Génération encombrée
Publié en mars 2024. Par Books.
« On peut s’affranchir de sa classe, pas de sa génération », note l’essayiste et historien Gustav Seibt dans le Süddeutsche Zeitung. D’où quelques notables différences entre les ouvrages qui sont consacrés à l’une ou à l’autre de ces deux catégories. « Le livre sur la classe sociale vit de la dénonciation et de l’évasion – des conditions difficiles, surmontées notamment par l’écriture et le récit, poursuit Seibt. Le livre de génération est plus gai, plus contemplatif, il se réfère volontiers à des expériences communes, à des goûts partagés, il a aussi, comme récit du temps vécu, quelque chose de nostalgique. »

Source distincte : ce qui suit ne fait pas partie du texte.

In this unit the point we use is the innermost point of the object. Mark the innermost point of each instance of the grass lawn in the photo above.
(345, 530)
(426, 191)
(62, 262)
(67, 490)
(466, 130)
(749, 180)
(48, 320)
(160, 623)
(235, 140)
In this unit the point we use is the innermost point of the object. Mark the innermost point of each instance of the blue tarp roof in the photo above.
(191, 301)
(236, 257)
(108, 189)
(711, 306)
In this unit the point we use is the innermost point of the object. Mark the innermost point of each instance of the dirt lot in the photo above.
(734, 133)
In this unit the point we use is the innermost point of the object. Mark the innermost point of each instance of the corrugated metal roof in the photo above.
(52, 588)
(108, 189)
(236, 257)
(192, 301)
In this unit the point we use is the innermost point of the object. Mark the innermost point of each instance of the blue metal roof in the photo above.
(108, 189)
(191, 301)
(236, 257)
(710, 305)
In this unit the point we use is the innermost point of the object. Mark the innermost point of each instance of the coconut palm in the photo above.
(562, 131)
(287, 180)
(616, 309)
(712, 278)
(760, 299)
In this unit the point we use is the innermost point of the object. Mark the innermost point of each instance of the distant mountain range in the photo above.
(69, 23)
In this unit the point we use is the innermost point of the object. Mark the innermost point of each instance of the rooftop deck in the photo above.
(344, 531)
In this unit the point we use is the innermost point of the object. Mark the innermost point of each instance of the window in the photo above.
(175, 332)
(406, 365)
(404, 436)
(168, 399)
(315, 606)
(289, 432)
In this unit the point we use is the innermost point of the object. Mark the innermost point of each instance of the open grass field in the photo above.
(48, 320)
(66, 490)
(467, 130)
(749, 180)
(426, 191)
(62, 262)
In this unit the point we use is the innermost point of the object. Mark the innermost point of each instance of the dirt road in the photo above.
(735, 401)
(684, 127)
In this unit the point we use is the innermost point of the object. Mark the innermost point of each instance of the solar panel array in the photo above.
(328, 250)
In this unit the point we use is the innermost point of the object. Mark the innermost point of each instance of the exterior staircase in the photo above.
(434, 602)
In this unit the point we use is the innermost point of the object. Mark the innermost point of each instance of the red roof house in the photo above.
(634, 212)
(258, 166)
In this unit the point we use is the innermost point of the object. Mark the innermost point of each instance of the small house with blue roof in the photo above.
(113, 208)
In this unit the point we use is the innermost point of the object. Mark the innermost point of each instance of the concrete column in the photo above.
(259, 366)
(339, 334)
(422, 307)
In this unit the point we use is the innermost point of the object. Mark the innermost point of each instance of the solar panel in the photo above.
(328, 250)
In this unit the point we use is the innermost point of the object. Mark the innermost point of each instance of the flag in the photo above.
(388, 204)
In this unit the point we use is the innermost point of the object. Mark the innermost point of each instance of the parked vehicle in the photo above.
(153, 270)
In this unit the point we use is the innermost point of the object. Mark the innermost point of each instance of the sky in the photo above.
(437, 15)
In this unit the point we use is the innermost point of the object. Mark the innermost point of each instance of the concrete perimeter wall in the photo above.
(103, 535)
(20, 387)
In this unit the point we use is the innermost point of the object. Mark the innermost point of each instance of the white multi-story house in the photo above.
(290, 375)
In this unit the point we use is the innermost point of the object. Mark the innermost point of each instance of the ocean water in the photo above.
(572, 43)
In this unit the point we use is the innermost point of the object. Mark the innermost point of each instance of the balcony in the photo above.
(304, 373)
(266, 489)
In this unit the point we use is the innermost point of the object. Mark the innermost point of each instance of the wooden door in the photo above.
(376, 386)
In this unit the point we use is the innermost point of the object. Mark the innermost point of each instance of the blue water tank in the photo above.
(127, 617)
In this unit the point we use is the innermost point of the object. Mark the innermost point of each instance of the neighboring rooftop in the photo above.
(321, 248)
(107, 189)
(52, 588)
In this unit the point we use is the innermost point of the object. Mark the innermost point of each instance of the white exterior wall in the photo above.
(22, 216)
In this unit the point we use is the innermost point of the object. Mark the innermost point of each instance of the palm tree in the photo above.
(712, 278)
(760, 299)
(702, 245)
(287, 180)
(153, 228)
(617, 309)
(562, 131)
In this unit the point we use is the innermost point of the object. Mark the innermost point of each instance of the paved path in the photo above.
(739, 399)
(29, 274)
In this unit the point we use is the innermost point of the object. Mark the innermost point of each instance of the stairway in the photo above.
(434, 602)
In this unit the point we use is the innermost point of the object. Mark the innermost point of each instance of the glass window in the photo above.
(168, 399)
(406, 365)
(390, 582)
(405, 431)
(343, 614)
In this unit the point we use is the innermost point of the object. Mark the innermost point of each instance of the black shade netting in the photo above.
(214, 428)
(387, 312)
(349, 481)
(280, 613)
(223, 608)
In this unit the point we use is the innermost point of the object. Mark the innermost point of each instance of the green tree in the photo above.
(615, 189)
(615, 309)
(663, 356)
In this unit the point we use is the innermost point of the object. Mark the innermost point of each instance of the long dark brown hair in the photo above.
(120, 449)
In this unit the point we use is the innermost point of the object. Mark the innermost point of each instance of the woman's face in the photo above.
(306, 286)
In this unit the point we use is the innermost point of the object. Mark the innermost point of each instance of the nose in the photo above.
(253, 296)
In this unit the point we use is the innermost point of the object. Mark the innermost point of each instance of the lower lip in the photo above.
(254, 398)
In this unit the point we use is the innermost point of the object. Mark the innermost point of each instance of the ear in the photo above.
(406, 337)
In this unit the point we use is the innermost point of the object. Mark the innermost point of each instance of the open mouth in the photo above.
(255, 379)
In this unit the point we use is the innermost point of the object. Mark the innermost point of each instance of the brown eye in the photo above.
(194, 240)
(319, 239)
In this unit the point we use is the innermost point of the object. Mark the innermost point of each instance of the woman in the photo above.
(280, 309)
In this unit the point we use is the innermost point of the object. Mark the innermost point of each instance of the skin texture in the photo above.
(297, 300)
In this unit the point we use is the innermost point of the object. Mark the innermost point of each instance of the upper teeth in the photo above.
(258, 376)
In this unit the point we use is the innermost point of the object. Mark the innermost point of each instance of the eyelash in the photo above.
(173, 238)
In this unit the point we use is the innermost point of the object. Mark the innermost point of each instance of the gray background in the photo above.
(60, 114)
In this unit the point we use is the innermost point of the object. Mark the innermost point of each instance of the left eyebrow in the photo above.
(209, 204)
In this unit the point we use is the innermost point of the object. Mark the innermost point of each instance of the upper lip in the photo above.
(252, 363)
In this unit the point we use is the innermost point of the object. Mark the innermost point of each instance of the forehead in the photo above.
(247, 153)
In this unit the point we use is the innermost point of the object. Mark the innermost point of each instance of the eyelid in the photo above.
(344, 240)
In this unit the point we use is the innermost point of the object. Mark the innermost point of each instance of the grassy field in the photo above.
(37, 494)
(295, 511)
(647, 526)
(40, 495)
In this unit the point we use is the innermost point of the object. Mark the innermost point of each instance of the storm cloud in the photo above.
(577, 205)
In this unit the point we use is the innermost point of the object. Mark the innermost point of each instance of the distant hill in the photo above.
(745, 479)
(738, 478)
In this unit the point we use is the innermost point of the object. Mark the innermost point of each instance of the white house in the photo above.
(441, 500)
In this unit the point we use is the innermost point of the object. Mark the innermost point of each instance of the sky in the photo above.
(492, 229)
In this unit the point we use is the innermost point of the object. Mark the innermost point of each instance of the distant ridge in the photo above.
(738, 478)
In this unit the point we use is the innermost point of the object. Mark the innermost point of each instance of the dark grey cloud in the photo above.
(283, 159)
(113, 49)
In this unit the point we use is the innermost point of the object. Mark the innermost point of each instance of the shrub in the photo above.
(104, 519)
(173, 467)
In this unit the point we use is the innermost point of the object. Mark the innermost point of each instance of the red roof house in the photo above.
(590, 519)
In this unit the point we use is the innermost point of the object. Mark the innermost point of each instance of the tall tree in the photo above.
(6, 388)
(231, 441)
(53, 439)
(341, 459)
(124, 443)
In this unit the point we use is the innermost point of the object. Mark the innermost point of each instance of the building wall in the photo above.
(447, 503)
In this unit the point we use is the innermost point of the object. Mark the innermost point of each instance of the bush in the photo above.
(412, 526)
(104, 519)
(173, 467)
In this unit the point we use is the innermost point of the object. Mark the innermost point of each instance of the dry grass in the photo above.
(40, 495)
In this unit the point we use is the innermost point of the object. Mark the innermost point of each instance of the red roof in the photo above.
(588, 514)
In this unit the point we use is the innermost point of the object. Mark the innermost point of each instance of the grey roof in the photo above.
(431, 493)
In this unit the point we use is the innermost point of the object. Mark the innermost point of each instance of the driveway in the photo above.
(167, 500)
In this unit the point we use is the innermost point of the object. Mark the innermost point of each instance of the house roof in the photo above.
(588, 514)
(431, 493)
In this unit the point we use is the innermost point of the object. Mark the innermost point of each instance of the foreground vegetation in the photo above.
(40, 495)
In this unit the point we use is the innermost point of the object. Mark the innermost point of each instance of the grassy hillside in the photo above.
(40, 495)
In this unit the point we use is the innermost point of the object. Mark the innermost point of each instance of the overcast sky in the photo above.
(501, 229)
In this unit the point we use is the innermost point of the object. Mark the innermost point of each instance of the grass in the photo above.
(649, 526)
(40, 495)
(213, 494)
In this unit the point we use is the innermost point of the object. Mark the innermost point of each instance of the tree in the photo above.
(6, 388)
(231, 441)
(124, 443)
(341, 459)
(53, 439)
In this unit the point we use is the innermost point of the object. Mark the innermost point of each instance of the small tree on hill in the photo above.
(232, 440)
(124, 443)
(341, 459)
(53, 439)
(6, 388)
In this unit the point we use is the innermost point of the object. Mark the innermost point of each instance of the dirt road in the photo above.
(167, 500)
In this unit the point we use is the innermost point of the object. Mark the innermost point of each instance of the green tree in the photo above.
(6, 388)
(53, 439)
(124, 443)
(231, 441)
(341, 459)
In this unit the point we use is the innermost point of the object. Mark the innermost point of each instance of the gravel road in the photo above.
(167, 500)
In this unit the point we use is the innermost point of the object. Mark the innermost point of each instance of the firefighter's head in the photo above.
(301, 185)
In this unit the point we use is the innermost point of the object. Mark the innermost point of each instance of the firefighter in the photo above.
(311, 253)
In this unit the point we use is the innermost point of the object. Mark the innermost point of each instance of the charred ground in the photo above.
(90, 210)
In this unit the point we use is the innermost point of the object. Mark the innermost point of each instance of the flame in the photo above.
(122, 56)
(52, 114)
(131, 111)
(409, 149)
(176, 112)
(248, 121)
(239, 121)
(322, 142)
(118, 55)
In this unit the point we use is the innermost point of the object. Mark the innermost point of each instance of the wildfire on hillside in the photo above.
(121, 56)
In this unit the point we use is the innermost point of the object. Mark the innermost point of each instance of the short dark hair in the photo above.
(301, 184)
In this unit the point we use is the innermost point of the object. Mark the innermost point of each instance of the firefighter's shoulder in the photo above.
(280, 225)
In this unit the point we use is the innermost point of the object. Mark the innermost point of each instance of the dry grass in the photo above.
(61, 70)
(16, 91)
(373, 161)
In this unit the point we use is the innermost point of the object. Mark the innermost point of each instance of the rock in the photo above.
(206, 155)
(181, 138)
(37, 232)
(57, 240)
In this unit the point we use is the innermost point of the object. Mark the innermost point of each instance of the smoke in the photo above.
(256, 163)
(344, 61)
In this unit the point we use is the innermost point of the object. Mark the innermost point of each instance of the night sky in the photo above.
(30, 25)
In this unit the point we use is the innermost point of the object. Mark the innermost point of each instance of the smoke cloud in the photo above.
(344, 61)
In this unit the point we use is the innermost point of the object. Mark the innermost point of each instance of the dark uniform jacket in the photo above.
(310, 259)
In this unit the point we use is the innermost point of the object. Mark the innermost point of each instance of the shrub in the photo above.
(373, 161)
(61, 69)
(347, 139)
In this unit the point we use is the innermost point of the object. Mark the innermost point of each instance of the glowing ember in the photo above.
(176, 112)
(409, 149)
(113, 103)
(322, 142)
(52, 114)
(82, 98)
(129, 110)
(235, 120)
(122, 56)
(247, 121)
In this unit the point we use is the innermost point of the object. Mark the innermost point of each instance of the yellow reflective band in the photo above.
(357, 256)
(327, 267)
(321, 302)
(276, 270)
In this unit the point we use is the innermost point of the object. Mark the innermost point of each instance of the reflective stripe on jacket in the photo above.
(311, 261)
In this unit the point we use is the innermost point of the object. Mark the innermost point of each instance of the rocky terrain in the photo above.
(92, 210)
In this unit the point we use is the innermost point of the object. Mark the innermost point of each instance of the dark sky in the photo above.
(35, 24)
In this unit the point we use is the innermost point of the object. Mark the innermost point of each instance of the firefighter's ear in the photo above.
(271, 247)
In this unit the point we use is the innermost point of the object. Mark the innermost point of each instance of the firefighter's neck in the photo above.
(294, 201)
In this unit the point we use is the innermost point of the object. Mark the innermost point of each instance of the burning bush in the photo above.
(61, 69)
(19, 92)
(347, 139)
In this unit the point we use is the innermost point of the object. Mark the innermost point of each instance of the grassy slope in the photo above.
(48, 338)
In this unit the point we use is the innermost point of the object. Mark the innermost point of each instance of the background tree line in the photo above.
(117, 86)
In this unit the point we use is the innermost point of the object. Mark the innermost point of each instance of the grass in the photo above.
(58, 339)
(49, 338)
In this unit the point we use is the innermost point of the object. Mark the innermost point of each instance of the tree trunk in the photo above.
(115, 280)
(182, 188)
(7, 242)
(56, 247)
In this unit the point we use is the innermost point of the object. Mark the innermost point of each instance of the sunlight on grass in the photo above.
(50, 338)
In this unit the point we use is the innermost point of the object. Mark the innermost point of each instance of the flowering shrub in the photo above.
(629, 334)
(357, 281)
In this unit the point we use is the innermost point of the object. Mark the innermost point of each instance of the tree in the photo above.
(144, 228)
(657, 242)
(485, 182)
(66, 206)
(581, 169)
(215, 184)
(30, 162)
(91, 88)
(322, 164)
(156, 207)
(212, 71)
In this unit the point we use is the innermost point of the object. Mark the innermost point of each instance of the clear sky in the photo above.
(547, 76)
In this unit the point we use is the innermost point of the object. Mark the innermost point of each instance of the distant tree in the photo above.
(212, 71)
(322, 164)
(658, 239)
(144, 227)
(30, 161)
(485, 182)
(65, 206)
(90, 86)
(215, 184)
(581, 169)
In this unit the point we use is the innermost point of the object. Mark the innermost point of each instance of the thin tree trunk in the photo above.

Le sociologue Heinz Bude est un spécialiste de ces livres consacrés à une génération en particulier. On lui en doit un sur les Allemands nés entre 1938 et 1948 (les « soixante-huitards »), un autre sur la « génération Berlin », néologisme de son invention qui désigne ceux qui sont nés entre 1960 et 1965. Le voilà qui s’attaque à présent aux fameux « boomers », qui recoupent en partie d’ailleurs la « génération Berlin », puisqu’ils correspondent à la génération née entre 1955 et 1965, au plus fort du baby-boom.
Bude passe en revue différentes étapes de la vie de ces boomers allemands. Leur enfance au sein d’un pays sortant tout juste de la guerre, où l’on pouvait apercevoir un coiffeur jongler dans son salon avec une prothèse de jambe ou avoir un voisin à qui manquait un bras et qui gagnait sa vie comme veilleur de nuit. Beaucoup étaient enfants de réfugiés et de déplacés. « Ils ont vu toute l’énergie de leurs parents se dépenser dans la construction d’une maison individuelle », rappelle Bude. Autres événements marquants : l’Ostpolitik de Willy Brandt, les attentats de la bande à Baader, Tchernobyl et, bien entendu, la Réunification.
En RFA, le nombre des naissances atteint un sommet inégalé en 1964. La principale expérience commune de cette classe d’âge plus nombreuse qu’aucune autre ? Peut-être un sentiment de trop plein, justement, d’encombrement : « voies de formation bouchées, marchés du travail saturés. La réponse a été le pragmatisme et les solutions provisoires – par exemple le développement des squats, des petites communautés, la culture des clubs. Des formes de vie alternatives au lieu d’une révolution mondiale, l’observation de soi au lieu d’une grande théorie », résume Seibt.